Here’s three easy ways to make sure that you have a sound financial future:
1. Don’t waste time – start investing as soon as you have an income.
How many times have you heard people say “ I want to travel, have fun and buy what I like before I get serious about investing”. Now there’s nothing wrong with any of those things. Who doesn’t want to travel, have fun and buy stuff with their excess income?
The trouble is that it becomes a way of life and we too quickly become accustomed to splurging on a regular basis and thinking that we couldn’t possibly live any other way!
As time goes on, we meet Mr or Ms Amazing and settle down to a more sedate, even, dare I say, “family” life. The sad part is that we still have an “I want everything now” mindset and we don’t have any kind of investment plan that will build our wealth while we live “life”.
Most people don’t realize that you can actually have both – spend and invest. That may seem a little crazy on the surface but if we had an investment plan and knew what we actually wanted our income to do for us, we could easily have our lifestyle as well as our investments. It’s all about the Plan. Our financial plan should start as soon as we earn an income so that we don’t waste valuable years out of the investment market.
2. Use your income for Good, not …………
I like to think of this as using your income to the max. Most people aspire to get a very good job which usually comes with an equally good pay packet and life will be sweet. You won’t have any money worries because the income will take care of it. Right?
Wrong. Most people spend as much or more of their income that they earn each week and here’s where the problem lies. They are so flat out earning an income to try and keep up with their spending habit that they don’t consider that there are ways to make money from the income they earn.

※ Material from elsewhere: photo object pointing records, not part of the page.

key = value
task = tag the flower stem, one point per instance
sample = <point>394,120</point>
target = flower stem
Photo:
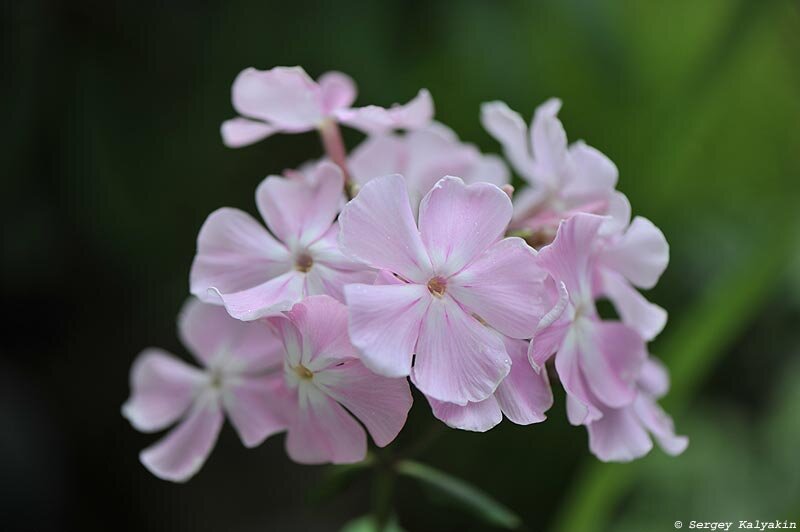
<point>383,492</point>
<point>334,148</point>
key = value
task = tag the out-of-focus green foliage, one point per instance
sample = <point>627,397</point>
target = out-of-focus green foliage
<point>113,151</point>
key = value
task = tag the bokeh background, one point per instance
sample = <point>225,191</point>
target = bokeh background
<point>112,160</point>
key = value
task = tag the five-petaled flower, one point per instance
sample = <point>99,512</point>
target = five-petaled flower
<point>238,360</point>
<point>255,274</point>
<point>456,273</point>
<point>287,100</point>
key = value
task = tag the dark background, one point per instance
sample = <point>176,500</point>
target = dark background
<point>112,160</point>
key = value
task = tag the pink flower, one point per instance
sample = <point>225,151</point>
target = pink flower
<point>244,267</point>
<point>237,358</point>
<point>422,157</point>
<point>456,273</point>
<point>564,179</point>
<point>287,100</point>
<point>322,376</point>
<point>635,256</point>
<point>523,396</point>
<point>621,435</point>
<point>597,361</point>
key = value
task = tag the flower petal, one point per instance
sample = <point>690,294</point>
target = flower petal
<point>374,120</point>
<point>635,311</point>
<point>569,257</point>
<point>384,324</point>
<point>511,132</point>
<point>298,211</point>
<point>162,389</point>
<point>458,360</point>
<point>380,403</point>
<point>458,222</point>
<point>660,425</point>
<point>338,91</point>
<point>322,324</point>
<point>239,132</point>
<point>475,417</point>
<point>234,252</point>
<point>618,436</point>
<point>581,404</point>
<point>378,229</point>
<point>323,431</point>
<point>611,356</point>
<point>258,407</point>
<point>283,96</point>
<point>505,287</point>
<point>641,254</point>
<point>182,452</point>
<point>208,331</point>
<point>267,299</point>
<point>524,395</point>
<point>549,142</point>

Here’s a quick example: A client recently turned 40 and it was a real turning point for her. She had never owned property and always rented new apartments as she liked really “nice” places to live. Each year she went on an overseas holiday and didn’t hold back in buying most things that she wanted – great car, clothes etc. There’s nothing wrong with any of that except that when she turned 40 she realized that she had nothing in place for her future. She purchased an apartment off the plan and it costs her around $100 per month to hold. Effectively, she now controls an asset worth $300,000 which will grow in value over time and it costs her next to nothing to hold. She made a decision to invest some of her income to secure her financial future. She has realized that she can easily earn money to make more money and has decided to purchase more properties as she really likes the idea of being able to have a great lifestyle in retirement and yes – my client acknowledges that she should have started investing at least 10 years ago as she would have been several hundred thousand dollars better off. Better late than never!
3. Don’t stop acquiring Property
Only 1% of Australian property investors own 6 or more properties and yet having a portfolio of 6 or more will place you in the top 3% of incomes in retirement.
The most powerful way to keep moving a property portfolio forward is to keep earning an income. Borrowing money to purchase investment properties is dependent on that all important income.
With an investment plan in place that income can be maximized and grow well beyond any money that is earned and saved over a person’s lifetime. Most people work until at least 60 years of age and as the Baby Boomer generation move closer to retirement, many will work well beyond the retirement age because they just can’t afford to retire.
For everyone else, the message is clear – keep acquiring investments until you can no longer work and then make choices about what you will do with those income streams.
Without investments, Australians will be reliant on their superannuation, any savings and the pension, which in my opinion is a pretty miserable retirement lifestyle.